Büntgen ist wie der Mann, der von seiner Frau für einen Neuen verlassen wurde. Nur ist ihm das nicht einmal passiert, sondern hundert- oder tausendmal, und diesen ganzen großen Schmerz versucht er damit zu bekämpfen, dass sie doch alle gar nicht so toll waren, seine Ex-Gäste.

Er flucht und motzt und zetert und vermisst sie. Hat er, der sich über die Jahre so geplagt hat, nicht ein Recht auf Glück und Anerkennung?

An dem Tag, an dem Lothar Büntgen die Gaststätte schließt, entsteht eine Lücke zwischen Frühstück und Zigarette und Mittagessen, eine Lücke, die Büntgen mit nichts zu füllen vermag. Die Tische sind gedeckt, Gabel, Messer, Löffel, im scharfen Bug gefaltete grün-weiße Servietten, weiße Tischdecken, Trockenblume.

Seine Frau Regina steht in der Küche und kocht. Büntgen ist verloren hinter seiner Theke und raucht und redet, damit er nicht denken muss. „Vor ein paar Tagen hat ein Mann bei mir angerufen, wollte einen Tisch bestellen. Ich hatte keinen mehr frei, es war schon alles ausgebucht. Ich hatte ihm letzte Woche schon gesagt, dass das wahrscheinlich so ist. Aber er wollte ja nicht hören.“

Früher, da hieß es: Hochzeit? Zu Büntgen. Geburtstag? Zu Büntgen. Stammtisch? Beim Büntgen.
Früher, da hieß es: Hochzeit? Zu Büntgen. Geburtstag? Zu Büntgen. Stammtisch? Beim Büntgen. : Bild: Edgar Schoepal

Da hat er angefangen zu schimpfen. Wie es denn sein könne, dass man einen jahrelangen Stammkunden vor die Tür setze. „Ne, so sind die Leute ja heute. Was die einem immer als treuen Stammgast verkaufen wollen. Da habe ich einmal angefangen zu rechnen. Der ist meistens einmal die Woche gekommen, hat Mittagstisch gegessen für 13 oder 14 Euro pro Kopf, manchmal bisschen mehr, manchmal bisschen weniger. Ist ja auch egal. Auf jeden Fall, das muss man halt so sagen, hat der immer geschlabbert, die Tischdecke konnte ich danach in die Reinigung bringen. Die Reinigung von so einer Tischdecke kostet mich 2,90 Euro. Ich klau’ ja den Einkauf nicht, ich muss ja auch Miete zahlen, und Strom und so weiter. Was habe ich denn an dem dann verdient? Und der meint, er wäre ein guter Gast.“ So sieht Büntgen das, und vielleicht sieht er es auch nicht so und ist nur traurig.

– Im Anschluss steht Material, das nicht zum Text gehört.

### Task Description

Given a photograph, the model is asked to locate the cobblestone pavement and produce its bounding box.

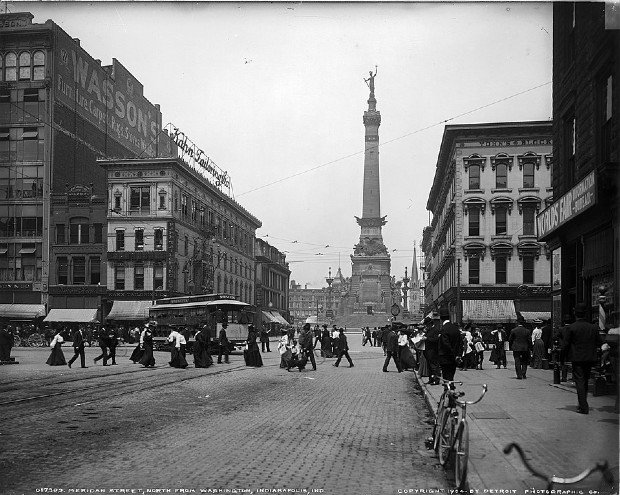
[0,335,448,495]
[420,352,619,495]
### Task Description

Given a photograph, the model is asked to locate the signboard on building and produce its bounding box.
[53,27,171,157]
[536,171,596,239]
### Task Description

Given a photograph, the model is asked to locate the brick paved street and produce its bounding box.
[0,340,447,495]
[420,352,619,493]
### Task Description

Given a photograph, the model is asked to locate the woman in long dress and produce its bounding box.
[194,325,213,368]
[129,323,149,364]
[168,330,187,368]
[243,325,263,368]
[138,325,155,368]
[45,330,67,366]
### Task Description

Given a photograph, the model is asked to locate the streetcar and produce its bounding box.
[149,294,255,351]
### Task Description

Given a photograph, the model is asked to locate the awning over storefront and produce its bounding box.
[262,311,279,323]
[106,301,151,321]
[463,299,517,323]
[520,311,551,321]
[0,304,45,320]
[270,311,289,325]
[43,309,97,323]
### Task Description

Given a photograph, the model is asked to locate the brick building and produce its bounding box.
[422,122,553,324]
[0,12,174,326]
[537,2,620,326]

Büntgen war ein Wirt, auch als Kind, da nannte man ihn nur nicht so, und bald wird er keiner mehr sein.

Schinken und Russeneier

Er stand im „Rheinischen Hof“, als Konrad Adenauer Bundeskanzler war und als Willy Brandt Kanzler war und als Helmut Kohl Kanzler war und bei allen anderen Kanzlern auch.

Als er Kind war und die Eltern am Nachmittag schliefen, schüttete Büntgen in der Gaststätte Korn aus und Bier und für einen Stammgast, einen Veteranen, drehte er Schinken zu Röllchen und machte Russeneier.

Büntgen sagt, es habe keinen Moment in seinem Leben gegeben, in dem er nicht wusste, dass er Wirt werden wollte.